The reason for requiring at least one letter is to avoid service
names like "23" (could be confused with a numeric port) or "6000-
6063" (could be confused with a numeric port range). Although
service names may contain both upper-case and lower-case letters,
case is ignored for comparison purposes, so both "http" and "HTTP"
denote the same service.

I checked, and it's indeed validated by the Kubernetes. I'll open an issue so we also validate this on our side

upd: interesting that it doesn't allow names like "8080", at least one letter is required. But we don't have to make sectionName as strict, especially given the fact port's name on Service has a different requirement:

name – The name of this port within the service. This must be a DNS_LABEL. All ports within a ServiceSpec must have unique names. When considering the endpoints for a Service, this must match the 'name' field in the EndpointPort. Optional if only one ServicePort is defined on this service.

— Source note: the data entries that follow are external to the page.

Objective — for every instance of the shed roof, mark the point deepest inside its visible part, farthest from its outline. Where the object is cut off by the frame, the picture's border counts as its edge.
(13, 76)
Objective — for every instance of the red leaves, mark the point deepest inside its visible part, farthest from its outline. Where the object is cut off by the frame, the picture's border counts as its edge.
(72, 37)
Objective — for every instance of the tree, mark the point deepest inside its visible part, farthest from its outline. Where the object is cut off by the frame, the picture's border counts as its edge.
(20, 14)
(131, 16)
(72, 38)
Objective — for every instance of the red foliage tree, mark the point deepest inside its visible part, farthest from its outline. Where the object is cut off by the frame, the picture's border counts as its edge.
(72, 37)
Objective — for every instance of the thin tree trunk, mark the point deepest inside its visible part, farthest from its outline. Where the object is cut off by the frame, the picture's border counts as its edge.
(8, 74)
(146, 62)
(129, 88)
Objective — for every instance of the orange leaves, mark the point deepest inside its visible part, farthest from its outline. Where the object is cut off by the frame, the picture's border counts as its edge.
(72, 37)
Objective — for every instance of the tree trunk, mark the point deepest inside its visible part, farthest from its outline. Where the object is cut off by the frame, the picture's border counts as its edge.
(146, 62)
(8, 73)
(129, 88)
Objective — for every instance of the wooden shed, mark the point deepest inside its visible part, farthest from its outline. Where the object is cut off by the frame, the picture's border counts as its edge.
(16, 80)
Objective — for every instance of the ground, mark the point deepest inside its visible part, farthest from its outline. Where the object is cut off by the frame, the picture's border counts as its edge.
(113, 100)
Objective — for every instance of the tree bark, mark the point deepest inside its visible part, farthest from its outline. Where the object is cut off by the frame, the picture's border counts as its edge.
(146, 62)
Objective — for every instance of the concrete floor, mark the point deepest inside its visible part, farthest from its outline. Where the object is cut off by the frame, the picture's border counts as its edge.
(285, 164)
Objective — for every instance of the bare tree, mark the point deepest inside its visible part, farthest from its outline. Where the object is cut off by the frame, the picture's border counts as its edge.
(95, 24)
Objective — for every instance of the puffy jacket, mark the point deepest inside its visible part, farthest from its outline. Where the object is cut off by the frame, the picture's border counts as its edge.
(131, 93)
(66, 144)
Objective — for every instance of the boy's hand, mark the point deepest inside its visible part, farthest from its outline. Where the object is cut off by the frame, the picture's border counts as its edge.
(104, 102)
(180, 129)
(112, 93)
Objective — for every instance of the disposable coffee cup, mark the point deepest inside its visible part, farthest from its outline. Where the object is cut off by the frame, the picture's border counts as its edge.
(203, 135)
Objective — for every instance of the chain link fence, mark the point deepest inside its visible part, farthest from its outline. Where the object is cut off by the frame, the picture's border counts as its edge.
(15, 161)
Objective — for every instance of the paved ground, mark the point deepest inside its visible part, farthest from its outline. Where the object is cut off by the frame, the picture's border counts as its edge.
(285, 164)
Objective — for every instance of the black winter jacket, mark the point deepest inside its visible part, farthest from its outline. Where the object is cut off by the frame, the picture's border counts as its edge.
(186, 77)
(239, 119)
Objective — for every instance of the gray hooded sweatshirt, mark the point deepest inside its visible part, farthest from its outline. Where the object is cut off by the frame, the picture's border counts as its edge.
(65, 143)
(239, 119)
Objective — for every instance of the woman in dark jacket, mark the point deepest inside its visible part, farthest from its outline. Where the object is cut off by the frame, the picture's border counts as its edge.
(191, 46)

So we actually can't use 15 char limit on the sectionName. I'll update the doc

[johncowen]

o MUST contain at least one letter ('A' - 'Z' or 'a' - 'z')

upd: interesting that it doesn't allow names like "8080", at least one letter is required. But we don't have to make sectionName as strict, especially given the fact port's name on Service has a different requirement:

wow! yes very interesting! Nice spot

Optional if only one ServicePort is defined on this service.

I think this ^ is interesting also, i.e. required if more than one

[lahabana]

Makes sense for the ordering

[johncowen]

I just had a thought/question which is maybe just for my understanding, but how come something like SPIFFE IDs aren't an option here? I think that even from my level of understanding, I guess the /'s etc in SPIFFE URIs are problematic for all the reasons why we've landed on a _? Are there more reasons?

[lahabana]

I just had a thought/question which is maybe just for my understanding, but how come something like SPIFFE IDs aren't an option here? I think that even from my level of understanding, I guess the /'s etc in SPIFFE URIs are problematic for all the reasons why we've landed on a _? Are there more reasons?

Spiffe Id only exist for Dataplane identity.

[jijiechen]

This format is definitely more readable by human.

[jijiechen]

This MADR is so well authored.
I approve it with the preference of option 1 as it's more short and most usage scenarios are in intermediate software layers instead of by human.